Peter Hinssen: the network always wins

Our marketplaces are becoming networks, and so our companies need to become networks to survive, argues New Normal author Peter Hinssen

WARNING: Liveblogging – prone to error and inaccuracy. Will be updated/improved over the next 48 hours.

Most of the audience here at NEXT Berlin come from the analogue world – by age, at least. Technology was very simple back when we started out. We are the last generation who will find typewriter-based jokes funny. 10 years olds will never understand them.

Technology is hot. The new power cribs of technology – Apple and Amazon’s iconic buildings under construction – show who are the defining companies now. Technology has become relevant. Obamacare has been a failure – not as a programme, but as a technology.

The Atlantic has written about the touch-screen generation. Children put Amazon URLs on letters to Santa. For the new generation, work is that brief period where that have to go and use old technology.

We’re about to be thrown into the deep end of technology. Can you swim? Will you survive? With cars, the advertising flipped from the technology to the uses of technology. That will happen with digital tech, too. We have nomophobia – the fear of being out of cellphone contact. The happiest people in this room have a full battery and five bars of signal…

The VUCA world

We’re in the VUCA world – Volatile, Uncertain, Complex and Ambiguous.

Strategy becomes fluid – five year plans are changed twice a year. There’s an external clock in many markets that’s going faster and faster, while the internal clock – the rate of change within your organisation – isn’t keeping up. If that’s the case, you’re in trouble.

Information flowing through networks makes that network feel alive. Information is rich and visual, and is the fuel of the economy. Information used to be ponds or reservoirs, but now it’s a river. We need to make sense of that.

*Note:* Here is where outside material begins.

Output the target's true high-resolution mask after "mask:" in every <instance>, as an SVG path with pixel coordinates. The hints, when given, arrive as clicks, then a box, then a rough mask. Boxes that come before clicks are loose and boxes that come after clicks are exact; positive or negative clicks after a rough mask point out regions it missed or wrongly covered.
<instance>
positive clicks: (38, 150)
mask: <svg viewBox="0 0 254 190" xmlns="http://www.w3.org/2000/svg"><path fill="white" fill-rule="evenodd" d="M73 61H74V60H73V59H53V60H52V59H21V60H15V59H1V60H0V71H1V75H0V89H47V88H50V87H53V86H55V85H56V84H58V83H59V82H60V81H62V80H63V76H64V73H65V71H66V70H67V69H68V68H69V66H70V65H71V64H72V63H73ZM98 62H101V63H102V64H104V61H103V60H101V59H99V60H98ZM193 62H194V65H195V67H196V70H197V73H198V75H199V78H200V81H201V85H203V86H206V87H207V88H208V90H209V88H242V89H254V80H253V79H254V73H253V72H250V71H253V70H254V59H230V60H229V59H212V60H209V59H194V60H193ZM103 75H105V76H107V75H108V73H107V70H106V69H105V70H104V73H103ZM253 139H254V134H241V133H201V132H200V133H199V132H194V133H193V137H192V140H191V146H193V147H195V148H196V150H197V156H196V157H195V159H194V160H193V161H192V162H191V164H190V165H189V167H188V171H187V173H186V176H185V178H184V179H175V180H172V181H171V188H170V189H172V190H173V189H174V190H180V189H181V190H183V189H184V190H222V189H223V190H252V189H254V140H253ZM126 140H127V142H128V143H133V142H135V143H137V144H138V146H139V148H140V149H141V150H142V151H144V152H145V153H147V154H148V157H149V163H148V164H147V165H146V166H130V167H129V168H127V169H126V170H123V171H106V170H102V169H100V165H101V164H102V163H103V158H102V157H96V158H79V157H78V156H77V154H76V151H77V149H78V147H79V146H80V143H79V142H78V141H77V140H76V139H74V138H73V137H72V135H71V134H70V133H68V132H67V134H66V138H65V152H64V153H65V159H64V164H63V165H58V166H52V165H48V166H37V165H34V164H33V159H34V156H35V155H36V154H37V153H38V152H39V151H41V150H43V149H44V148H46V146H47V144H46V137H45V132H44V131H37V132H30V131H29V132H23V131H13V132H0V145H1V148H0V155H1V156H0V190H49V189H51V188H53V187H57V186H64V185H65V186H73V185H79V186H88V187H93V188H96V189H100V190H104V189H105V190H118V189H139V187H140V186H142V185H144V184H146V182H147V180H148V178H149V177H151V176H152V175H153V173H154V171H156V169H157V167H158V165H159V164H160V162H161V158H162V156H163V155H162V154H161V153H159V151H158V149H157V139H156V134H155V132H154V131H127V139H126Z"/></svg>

Other people are already do so. A 25-year old Vietnamese American woman is making a fortune doing YouTube make-up videos. Marketing in this age is not adding another channel to the mix – it’s completely rethinking what you do for the new stream.

Networks survive networks

This is a scary time. When markets turn into networks, companies will have to become networks as well. Most companies are very, very hierarchical right now. The org chart is the worst instrument of torture we’ve invented. It’s a relic of the industrial age, and it’s no longer fit for purpose.

It takes a network to fight a network” said the commander of US forces in Afghanistan. If markets become networks, then you need to be one to survive.

In Silicon Valley, if you don’t have a garage you’re worthless. Where else will you start a company? And that mindset is what’s letting the companies in that area disrupt pretty much every form of business you can think of. AirBnB is delivering 180,000 beds every night. They’re sucking those beds out of the traditional industry – and they’re doing it with 3 IT people, managing the Amazon Web Service contract.

Are you built to last?

Why did Polaroid go out of business? Did they miss digital? No. But every digital business model proposed to the board had lower margins than their existing models – and they were addicted to those margins.

Don’t overdo strategy. “Everyone has a strategy. Until they punch you in the mouth,” said Mike Tyson – that’s a good motto for business in the new normal. Leaders need charisma, and the ability to take risk. And you have to radiate that out through the organisation.

We need to understand the patterns, the math, the algorithms behind the flow of information through the network. Information is becoming truly alive – and the network always wins.